If (x + y)² - (x - y)² = 60 and x and y are positive integers, which of the following could be the value of x + y?

A)  6     B)  8     C)  10    D)  12

Solution :

(x + y)² - (x - y)² = 60

x² + y² + 2xy - (x² + y² - 2xy) = 60

x² + y² + 2xy - x² - y² + 2xy = 60

4xy = 60

xy = 60/4

xy = 15

The possible values of x and y are

x = 3, y = 5 or x = 1 and y = 15

x + y = 3 + 5 ==> 8

(or)

x + y = 1 + 15 = 16

So, option B is correct.

Problem 10 :

y = 3x - 1

y = (x + 1)²

The system of equations above has how many solutions ?
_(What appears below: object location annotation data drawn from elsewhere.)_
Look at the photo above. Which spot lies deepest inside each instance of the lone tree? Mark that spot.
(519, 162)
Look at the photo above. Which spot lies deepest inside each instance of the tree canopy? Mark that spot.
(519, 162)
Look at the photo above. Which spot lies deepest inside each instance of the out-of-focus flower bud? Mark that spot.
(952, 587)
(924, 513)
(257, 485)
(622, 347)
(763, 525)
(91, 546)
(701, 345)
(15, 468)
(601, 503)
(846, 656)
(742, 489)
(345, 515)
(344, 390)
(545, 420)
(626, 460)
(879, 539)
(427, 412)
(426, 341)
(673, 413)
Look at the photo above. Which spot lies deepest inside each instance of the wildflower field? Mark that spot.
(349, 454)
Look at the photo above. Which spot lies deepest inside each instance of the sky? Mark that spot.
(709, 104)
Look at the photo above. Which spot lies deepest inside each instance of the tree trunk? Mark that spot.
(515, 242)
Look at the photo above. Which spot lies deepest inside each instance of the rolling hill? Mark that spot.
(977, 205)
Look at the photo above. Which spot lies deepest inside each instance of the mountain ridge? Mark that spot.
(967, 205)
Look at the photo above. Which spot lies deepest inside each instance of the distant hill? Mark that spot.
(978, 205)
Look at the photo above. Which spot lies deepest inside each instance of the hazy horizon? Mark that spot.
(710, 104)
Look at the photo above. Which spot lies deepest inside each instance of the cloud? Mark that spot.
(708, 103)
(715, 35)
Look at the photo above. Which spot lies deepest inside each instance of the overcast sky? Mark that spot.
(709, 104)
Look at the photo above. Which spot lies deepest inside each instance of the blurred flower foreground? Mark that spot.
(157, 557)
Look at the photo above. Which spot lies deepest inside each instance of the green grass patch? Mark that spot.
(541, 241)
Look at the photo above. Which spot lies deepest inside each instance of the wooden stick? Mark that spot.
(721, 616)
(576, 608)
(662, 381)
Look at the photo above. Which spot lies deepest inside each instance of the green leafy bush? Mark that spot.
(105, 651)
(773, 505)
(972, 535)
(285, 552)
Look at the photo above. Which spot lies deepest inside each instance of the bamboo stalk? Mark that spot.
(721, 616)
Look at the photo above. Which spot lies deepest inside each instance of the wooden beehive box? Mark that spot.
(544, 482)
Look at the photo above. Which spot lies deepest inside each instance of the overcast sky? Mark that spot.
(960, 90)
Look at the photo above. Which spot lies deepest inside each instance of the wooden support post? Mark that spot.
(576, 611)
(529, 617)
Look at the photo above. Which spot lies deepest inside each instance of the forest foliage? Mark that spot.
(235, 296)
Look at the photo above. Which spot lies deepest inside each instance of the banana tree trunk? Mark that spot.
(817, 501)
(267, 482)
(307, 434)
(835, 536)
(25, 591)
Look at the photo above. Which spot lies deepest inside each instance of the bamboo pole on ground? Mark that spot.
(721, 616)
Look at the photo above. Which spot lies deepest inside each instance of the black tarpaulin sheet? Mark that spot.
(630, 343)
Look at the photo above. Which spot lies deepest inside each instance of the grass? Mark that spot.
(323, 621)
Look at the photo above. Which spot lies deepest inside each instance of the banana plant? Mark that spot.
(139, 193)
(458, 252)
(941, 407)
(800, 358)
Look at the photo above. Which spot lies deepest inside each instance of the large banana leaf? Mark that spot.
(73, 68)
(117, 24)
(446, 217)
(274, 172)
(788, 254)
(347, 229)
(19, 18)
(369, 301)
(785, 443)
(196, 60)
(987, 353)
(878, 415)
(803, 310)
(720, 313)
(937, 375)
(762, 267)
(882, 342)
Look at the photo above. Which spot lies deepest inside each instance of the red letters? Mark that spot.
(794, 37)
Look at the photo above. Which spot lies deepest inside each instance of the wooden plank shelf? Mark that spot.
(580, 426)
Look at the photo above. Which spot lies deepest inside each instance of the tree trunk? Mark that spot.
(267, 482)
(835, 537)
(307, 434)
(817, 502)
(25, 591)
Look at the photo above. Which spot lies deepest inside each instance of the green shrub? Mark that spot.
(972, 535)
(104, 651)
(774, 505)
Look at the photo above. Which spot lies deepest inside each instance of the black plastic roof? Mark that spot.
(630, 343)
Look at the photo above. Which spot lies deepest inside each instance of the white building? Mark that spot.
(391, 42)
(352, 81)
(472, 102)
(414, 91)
A)  0     B)  1     C)  2    D) infinitely many

Solution :

y = 3x - 1  ----(1)

y = (x + 1)²   ----(2)

(1) = (2)

3x - 1 = (x + 1)² 

3x - 1 = x² + 2x + 1

x² + 2x + 1 - 3x + 1 = 0

x² - x + 2 = 0

(x + 2)(x - 1) = 0

x = -2 and x = 1

So, the system has two solutions, option C is correct.